What is Computer Vision?

The industries, tactics, and promise of computer vision, explained

Computer vision models are changing the world of business for myriad different industries. Learn a little bit more about how–and why–these models work.

What is computer vision?

Computer vision is a catch-all term for the techniques and methods enabling computers to gain a high-level understanding from images or videos. Colloquially, computer vision aims to teach machines how to see–and react to–the world.



Why is labeled training data important for computer vision applications?

The history of computer vision is intriguing because its evolution might be the most powerful testimony that high quality training data is the single most important element in the creation of powerful AI systems.

Even though the field was first pioneered in the late 60’s, its progress was hampered for the several decades now commonly referred to as the AI Winter. Then, in 2009, researchers from Princeton University presented a new open source labeled image dataset named ImageNet at the prestigious CVPR computer vision conference. By 2012, after years of intensive crowdsourcing efforts, ImageNet had become the largest open source dataset available for Computer Vision specialists, with a current number of labeled instance of 14,000,000. From that point in time, better computer vision algorithms have been developed at a frantic speed. For just a single data point, classification errors on the dataset have dropped from 28% in 2010 to less than 3% in just 5 years.

Put simply, the creation and open-sourcing of ImageNet paved the way for computer vision advances in myriad fields, specifically because it contained 14 million high-quality, well-labeled images.


What are some common computer vision tasks and methods?

Computer vision tasks include methods for acquiring, processing, analyzing and understanding digital images, as well as the extraction of high-dimensional data from the real world in order to make informed decisions. We’ll discuss those in detail below.


What are some common ways to get training data for computer vision models?

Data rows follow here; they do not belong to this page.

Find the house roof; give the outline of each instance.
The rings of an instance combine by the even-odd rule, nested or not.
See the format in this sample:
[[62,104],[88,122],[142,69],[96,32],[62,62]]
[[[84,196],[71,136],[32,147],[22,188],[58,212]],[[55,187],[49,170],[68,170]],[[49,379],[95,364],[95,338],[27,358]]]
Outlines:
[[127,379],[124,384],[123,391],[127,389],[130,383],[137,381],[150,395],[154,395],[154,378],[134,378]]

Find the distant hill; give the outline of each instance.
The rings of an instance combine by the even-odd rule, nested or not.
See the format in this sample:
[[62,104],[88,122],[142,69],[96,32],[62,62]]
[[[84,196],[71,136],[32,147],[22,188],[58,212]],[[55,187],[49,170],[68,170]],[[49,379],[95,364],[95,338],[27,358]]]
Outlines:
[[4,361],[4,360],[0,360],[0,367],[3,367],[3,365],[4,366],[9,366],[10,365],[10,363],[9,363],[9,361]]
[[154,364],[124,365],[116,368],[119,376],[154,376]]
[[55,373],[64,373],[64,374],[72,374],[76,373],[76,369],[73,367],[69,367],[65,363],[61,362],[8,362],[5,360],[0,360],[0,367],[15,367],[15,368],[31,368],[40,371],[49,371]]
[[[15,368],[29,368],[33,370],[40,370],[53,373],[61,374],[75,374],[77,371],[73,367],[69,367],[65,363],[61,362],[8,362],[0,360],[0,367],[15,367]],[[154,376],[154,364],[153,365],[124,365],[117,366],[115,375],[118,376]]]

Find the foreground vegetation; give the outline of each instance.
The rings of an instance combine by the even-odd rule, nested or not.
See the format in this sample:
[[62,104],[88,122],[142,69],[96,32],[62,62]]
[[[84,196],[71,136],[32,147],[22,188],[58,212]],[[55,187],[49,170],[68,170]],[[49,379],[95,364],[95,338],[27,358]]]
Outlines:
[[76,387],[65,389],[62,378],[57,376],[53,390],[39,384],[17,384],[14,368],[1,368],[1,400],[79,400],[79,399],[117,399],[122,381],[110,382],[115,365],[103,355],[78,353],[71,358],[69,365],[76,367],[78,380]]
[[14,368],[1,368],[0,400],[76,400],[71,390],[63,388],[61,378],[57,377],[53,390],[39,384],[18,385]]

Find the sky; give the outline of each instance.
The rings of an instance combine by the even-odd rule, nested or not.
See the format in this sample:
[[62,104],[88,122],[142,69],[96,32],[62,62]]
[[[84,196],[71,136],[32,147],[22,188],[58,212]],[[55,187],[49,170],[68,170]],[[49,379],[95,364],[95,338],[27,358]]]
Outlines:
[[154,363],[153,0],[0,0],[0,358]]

The goal of training data in computer vision is to label or annotate an image or video so that a machine can understand other, unlabeled images or videos. Here are a few ways that’s commonly done:

  • Image classification or categorization: Here, images are labeled broadly. An annotator may see an image with a cat in it and simply label it as such. Much of ImageNet was labeled in this manner.
  • Bounding boxes: Annotators draw bounding boxes over a given object, multiple instances of objects, or several object classes in a single image. Effectively, this identifies the pixel groupings that are “pedestrians” or nuclei” in an image so a machine can learn those configurations.
  • Polygons: Similarly, for instances in which objects can not be neatly boxed, polygons provide a more exacting frame for individual object instances.
  • Lines: Frequently used for things like identifying driving lanes, a line tool is a simple annotation that can teach machines about boundaries or other relevant image attributes.
  • Dots: Dots are often used to mark extremities or specific areas of interest on an image. This can be the corners of the eyes and mouth for facial recognition, the ends of forks or other objects in robotics, and more.
  • Semantic segmentation: Semantic segmentation–a.k.a. pixel labeling–involves the conscientious labeling of objects at a pixel level. Though it often takes the longest time for annotators, it produces the most exacting labels for computer vision.
  • Video object tracking: Here, labelers place boxes on images in specific frames so a model can learn to track objects in time in space. Our tool combines human and machine intelligence to speed up the process by up to 100 times, predicting and persisting labels from the first frame onwards. You can see how we tackle this process in the video below:

What industries and use cases leverage computer vision?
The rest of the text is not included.